From: Daniel Lezcano <daniel.lezcano@free•fr>
To: "Eric W. Biederman" <ebiederm@xmission•com>
Cc: Pavel Emelyanov <xemul@parallels•com>,
Sukadev Bhattiprolu <sukadev@linux•vnet.ibm.com>,
Serge Hallyn <serue@us•ibm.com>,
Linux Netdev List <netdev@vger•kernel.org>,
containers@lists•linux-foundation.org,
Netfilter Development Mailinglist
<netfilter-devel@vger•kernel.org>,
Ben Greear <greearb@candelatech•com>
Subject: Re: [RFC][PATCH] ns: Syscalls for better namespace sharing control.
Date: Sat, 06 Mar 2010 15:47:55 +0100 [thread overview]
Message-ID: <4B926B1B.5070207@free.fr> (raw)
In-Reply-To: <m1vdda1pmx.fsf@fess.ebiederm.org>
Eric W. Biederman wrote:
> Pavel Emelyanov <xemul@parallels•com> writes:
>
>
>>> 2 parallel enters? I meant you have pid 0 in the entered pid namespace.
>>> You have pid 0 because your pid simply does not map.
>>>
>> Oh, I see.
>>
>>
>>> There is nothing that makes to parallel enters impossible in that.
>>> Even today we have one thread per cpu that has task->pid == &init_struct_pid
>>> which is pid 0.
>>>
>> How about the forked processes then? Who will be their parent?
>>
>
> The normal rules of parentage apply. So the child will see simply
> see it's parent as ppid == 0. If that child daemonizes it will become
> a child of the pid namespaces init.
>
> This is a lot like something that gets started from call_usermodehelper. It's
> parent process is not a descendant of init either.
>
>
> The implementation of the join is to simply change current->nsproxy->pid_ns.

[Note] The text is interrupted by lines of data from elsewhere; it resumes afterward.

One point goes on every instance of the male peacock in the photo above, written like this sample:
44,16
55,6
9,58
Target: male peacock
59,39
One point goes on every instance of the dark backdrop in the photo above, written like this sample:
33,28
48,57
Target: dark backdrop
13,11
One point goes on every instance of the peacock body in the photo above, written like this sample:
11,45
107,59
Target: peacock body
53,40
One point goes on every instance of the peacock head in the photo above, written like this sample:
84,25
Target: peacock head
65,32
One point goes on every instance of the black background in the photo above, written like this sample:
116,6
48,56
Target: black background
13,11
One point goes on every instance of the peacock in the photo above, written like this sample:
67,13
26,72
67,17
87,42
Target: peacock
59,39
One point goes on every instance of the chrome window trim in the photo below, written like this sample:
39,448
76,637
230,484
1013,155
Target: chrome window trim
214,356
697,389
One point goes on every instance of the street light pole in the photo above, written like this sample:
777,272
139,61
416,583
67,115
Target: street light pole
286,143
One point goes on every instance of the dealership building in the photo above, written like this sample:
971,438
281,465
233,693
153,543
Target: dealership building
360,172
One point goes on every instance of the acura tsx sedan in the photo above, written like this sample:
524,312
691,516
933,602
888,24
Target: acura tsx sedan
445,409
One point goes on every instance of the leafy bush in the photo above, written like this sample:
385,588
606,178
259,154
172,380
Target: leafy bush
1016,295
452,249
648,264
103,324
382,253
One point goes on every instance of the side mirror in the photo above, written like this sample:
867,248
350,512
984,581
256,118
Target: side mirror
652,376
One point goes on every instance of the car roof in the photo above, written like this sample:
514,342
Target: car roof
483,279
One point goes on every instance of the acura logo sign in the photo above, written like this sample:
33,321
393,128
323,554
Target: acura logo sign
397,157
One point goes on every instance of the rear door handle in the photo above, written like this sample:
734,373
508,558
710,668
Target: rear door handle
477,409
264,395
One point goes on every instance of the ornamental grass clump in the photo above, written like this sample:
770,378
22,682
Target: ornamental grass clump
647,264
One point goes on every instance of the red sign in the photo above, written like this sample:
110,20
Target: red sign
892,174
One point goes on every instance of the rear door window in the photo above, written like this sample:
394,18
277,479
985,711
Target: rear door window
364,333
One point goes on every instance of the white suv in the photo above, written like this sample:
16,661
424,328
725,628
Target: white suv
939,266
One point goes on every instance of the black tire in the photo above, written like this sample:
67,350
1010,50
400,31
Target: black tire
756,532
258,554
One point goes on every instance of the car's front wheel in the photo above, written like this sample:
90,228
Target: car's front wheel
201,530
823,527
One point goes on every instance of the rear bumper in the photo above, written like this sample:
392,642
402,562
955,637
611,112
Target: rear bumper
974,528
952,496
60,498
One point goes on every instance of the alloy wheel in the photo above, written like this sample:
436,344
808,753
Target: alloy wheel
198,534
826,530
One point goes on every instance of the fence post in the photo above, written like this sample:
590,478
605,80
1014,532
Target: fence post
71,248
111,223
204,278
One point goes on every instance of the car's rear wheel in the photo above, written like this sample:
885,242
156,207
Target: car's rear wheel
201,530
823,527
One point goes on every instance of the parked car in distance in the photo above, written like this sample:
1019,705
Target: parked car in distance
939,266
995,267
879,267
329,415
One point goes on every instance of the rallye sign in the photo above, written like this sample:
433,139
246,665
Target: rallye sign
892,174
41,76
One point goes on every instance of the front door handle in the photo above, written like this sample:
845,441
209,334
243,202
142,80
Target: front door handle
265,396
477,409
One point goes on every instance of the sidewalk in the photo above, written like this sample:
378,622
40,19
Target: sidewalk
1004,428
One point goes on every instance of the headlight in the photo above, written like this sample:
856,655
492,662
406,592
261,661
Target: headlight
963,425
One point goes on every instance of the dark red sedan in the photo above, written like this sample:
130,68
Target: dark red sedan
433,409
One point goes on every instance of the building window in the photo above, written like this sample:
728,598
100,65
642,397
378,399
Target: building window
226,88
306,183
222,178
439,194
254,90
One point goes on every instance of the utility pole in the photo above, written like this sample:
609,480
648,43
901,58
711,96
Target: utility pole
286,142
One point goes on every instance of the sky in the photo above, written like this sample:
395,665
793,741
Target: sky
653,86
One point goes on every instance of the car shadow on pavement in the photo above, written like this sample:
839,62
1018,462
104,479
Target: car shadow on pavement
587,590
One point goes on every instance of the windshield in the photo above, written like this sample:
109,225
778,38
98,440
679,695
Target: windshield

> Then to use it you simply fork to get a child in the target pid namespace.
>
If the normal rules of parentage apply, that means pid 0 has to wait
it's child.
If we are in the scenario of pid 0, it's child pid 1234 and we kill the
pid 1 of the pid namespace, I suppose pid 1234 will be killed too.
The pid 0 will stay in the pid namespace and will able to fork again a
new pid 1.
I think Serge already reported that...
That sounds good :)
>>> For the case of unshare where we are designed to be used with PAM I don't
>>> think my proposed semantics work. For a join needed an extra fork before
>>> you are really in the pid namespace should be minor.
>>>
>> Hm... One more proposal - can we adopt the planned new fork_with_pids system
>> call to fork the process right into a new pid namespace?
>>
>
> In a lot of ways I like this idea of sys_hijack/sys_cloneat, and I
> don't think anything I am doing fundamentally undermines it. The use
> case of doing things in fork is that there is automatic inheritance of
> everything. All of the namespaces and all of the control groups, and
> possibly also the parent process.
And also the rootfs for executing the command inside the container (eg.
shutdown), the uid/gid (if there is a user namespace), the mount points, ...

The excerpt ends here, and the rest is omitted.